I propose to expose interactionId to more entry types with following 3 reasons.
Pros:
INP reflect user experience more accurately
Entry with interactionId 0 could possibly be the potential INP candidate - have longest duration among all the entries from the same interaction, and having an interactionId 0 makes it not being counted towards INP and makes INP not reflecting the real user experience.
Keypress is one example and https://zuoaoyuan.github.io/key-event-demo/ demos it could have a longer duration than both keydown and keyup sometimes.
IME complications for keydown & keyup
IME behaves so differently on different platforms. For example, on Windows, it could output one keydown but two keyup from the same user input.
To tackle this problem, chromium is currently exposing interactionId to only input events when under composition. This is not ideal, but one step closer towards calculating INP. And we have plan to investigate exposing interactionId to more events under composition as well since only input event won't capture the longest duration either.

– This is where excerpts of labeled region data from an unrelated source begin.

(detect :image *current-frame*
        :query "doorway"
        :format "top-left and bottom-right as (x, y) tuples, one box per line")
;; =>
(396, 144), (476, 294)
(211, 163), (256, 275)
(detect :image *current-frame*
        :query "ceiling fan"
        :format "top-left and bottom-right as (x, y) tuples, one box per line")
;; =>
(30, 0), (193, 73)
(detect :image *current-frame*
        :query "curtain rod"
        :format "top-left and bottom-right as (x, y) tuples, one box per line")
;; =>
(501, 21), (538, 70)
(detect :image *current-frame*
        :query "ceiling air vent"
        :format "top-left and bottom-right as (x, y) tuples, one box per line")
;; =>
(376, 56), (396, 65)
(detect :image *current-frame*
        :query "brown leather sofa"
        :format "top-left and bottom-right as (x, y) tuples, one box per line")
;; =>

InteractionId of 0 confuse api users
We expect interactionId to uniquely identify events from the same user interaction. Since every entry is a direct/indirect result from an user input, ideally they should all have valid interactionIds. When there exist entries interactionId of 0, api users are unable to identify which interaction it belongs to solely from interactionId attribute, and usually user have to deduce that information from its timestamp and the order it comes in instead. This is bad.